Lubricating Gas Turbines is Key to Performance
Modern gas turbines are made to put out more power and operate with better efficiency than previous generations. Many major manufacturers of turbines, like GE and Siemens, have reached an efficiency of around 65%. Making sure gas turbines are running at that high level of efficiency is not an easy task, and it takes a lot of maintenance. Taking a top tier approach is necessary for this process, especially since equipment operates at a much higher temperature than before and but far more stress on the turbine, which will ultimately lead to performance issues.
One of the biggest factors in the long-term performance of gas turbines is the lubrication it receives. Without proper lubrication, the bearing life will be greatly reduced, there will be a lot of downtimes for repairs, and the life of the unit can be greatly reduced. All recommended lubrication schedules should be followed, as well as regular inspection and maintenance. As companies like SPI Borescopes, makers of articulating borescopes, have pointed out in the past — there are many avoidable issues when proper inspection and lubrication takes place on a gas turbines.
Here are the steps you need to follow to make sure a gas turbine gets the proper lubrication:
Keeping the oil clean:
Clean turbine oil is essential for maintaining the equipment and the life of the lubricant. Contamination from particulates is extremely destructive and will seriously shorten the lifespan of bearings, gears, and cause system foaming that will impact the servo-valve operation. Sources of contamination come from several places and can build up even if the oil is clean. This is another key reason operators should regularly inspect the filtration system to identify any issues.
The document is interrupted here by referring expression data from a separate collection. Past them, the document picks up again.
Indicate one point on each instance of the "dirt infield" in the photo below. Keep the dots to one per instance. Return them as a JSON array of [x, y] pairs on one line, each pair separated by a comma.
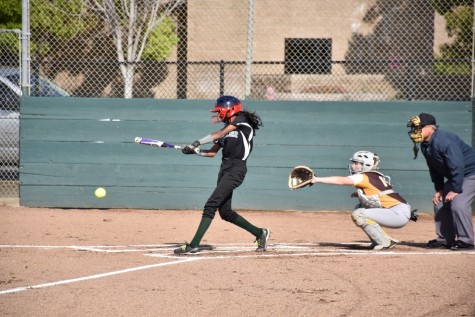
[[57, 262]]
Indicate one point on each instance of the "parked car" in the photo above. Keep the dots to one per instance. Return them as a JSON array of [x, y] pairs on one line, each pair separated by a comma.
[[10, 93]]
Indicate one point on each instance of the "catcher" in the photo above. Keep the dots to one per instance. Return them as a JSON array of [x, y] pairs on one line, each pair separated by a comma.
[[379, 204]]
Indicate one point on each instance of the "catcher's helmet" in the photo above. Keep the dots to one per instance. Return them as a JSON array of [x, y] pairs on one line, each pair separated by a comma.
[[416, 124], [225, 107], [369, 161]]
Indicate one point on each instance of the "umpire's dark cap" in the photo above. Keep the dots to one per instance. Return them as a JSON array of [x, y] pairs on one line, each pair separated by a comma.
[[427, 119]]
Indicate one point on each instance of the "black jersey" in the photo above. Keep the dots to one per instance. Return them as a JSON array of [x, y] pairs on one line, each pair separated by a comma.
[[238, 143]]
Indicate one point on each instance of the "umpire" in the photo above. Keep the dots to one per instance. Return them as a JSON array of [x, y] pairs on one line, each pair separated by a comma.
[[451, 165]]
Make sure the oil stays dry:
Water is extremely destructive to the oil’s ability to properly lubricate the components. Damaging contamination from the water will reduce the life of the turbine bearings and can cause sub-surface micro-cracking. This is something that happens over time where free radicals break off from water molecules as they pass through rollers and raceways — this leads to pitting and breaking. Centrifugal purification is the most common method of water removal, but operators sometimes use vacuum dehydration or coalescing filters, if the water concentration is low.
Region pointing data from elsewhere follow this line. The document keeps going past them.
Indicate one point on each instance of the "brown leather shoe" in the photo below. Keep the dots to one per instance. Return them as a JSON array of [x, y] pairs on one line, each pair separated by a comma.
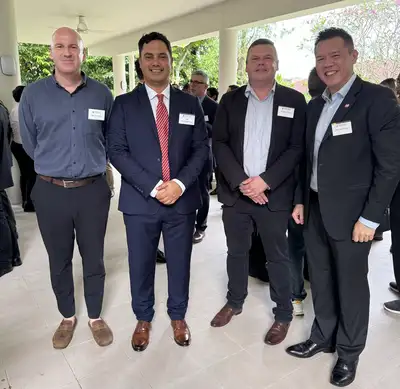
[[277, 333], [224, 316], [141, 335], [182, 335], [101, 332], [64, 333]]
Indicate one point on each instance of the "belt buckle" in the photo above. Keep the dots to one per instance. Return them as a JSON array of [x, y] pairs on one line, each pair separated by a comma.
[[66, 182]]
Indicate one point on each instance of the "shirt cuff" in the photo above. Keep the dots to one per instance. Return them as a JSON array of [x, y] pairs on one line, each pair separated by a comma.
[[180, 183], [153, 193], [368, 223]]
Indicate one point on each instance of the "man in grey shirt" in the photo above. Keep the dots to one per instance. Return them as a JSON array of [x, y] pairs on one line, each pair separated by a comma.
[[62, 122]]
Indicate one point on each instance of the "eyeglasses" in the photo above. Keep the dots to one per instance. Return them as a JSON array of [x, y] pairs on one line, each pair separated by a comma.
[[196, 82]]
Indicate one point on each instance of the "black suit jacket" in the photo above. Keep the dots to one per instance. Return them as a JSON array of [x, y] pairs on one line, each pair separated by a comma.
[[285, 151], [134, 150], [357, 172], [210, 109]]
Maintain proper ventilation:
Obviously, oil and water don’t mix, so proper ventilation of the lubricating system will prevent condensation and help to dry water to minimize the harmful effects.
Prevent leakage when possible:
Leaking oil is wasteful and will slow productivity while the gas turbines are down for maintenance to constantly fill it back up with oil. In addition, leakage is a huge source of contamination at the seals, supply lines, cooler tube joints, and the valve connections. Too much oil pressure can lead to leaks, as well as worn seals.
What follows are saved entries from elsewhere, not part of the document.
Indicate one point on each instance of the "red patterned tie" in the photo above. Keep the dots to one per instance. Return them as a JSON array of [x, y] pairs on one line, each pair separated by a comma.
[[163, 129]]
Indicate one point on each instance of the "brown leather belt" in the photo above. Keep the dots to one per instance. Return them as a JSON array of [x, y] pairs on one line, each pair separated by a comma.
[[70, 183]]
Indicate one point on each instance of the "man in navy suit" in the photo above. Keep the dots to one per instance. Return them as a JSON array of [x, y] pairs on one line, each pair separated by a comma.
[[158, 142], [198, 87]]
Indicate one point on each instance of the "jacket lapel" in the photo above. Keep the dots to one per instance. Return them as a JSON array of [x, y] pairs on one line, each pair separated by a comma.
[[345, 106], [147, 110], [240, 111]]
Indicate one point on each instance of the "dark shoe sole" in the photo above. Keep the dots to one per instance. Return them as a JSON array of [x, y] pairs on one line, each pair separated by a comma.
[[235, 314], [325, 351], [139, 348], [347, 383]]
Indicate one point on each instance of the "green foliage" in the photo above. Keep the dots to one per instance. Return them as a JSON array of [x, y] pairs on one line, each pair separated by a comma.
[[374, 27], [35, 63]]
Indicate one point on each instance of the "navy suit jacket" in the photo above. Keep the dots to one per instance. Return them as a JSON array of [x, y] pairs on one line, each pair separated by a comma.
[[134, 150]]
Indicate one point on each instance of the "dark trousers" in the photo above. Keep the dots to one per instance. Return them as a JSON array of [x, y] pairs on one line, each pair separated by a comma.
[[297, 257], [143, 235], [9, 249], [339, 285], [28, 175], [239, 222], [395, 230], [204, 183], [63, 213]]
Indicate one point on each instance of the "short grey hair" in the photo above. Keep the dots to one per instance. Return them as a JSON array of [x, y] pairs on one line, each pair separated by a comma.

Keep an eye on performance:
The quickest way to identify a problem is by ‘listening’ to what the machine is trying to tell you. Most of the time, poor lubrication that causes damages is not a problem that happens overnight. Even the slightest drop in performance should be identified as being problematic, and should not be ignored. If you not even the slightest drop in performance, you can have the company a lot of downtime and costly repairs.
Put together proper logs:
You need to log the temperatures of things like oil and water coolers and oil at different parts of the systems. A rise in temperature of oil and oil system components could indicate excessive frictions, signaling to low oil pressure, contaminates, or low oil levels. Alternatively, keeping operating records is also a vital part of identifying changes that signal to issues. Operators should note turbine and purification running times, the condition of the oil when the oil was serviced when the filter was changed, and anytime there was a replacement, repair, or rebuilding of any and all parts.
Lubrication Maintenance is a Small but Mighty Task:
Maintaining a proper lubrication system and taking action at the first sign of trouble might not seem as impactful as it is, but it’s a key business driver to companies that rely on gas turbines. This is a first-line opportunity to take preventative action and make sure your equipment is operating at world-class standards.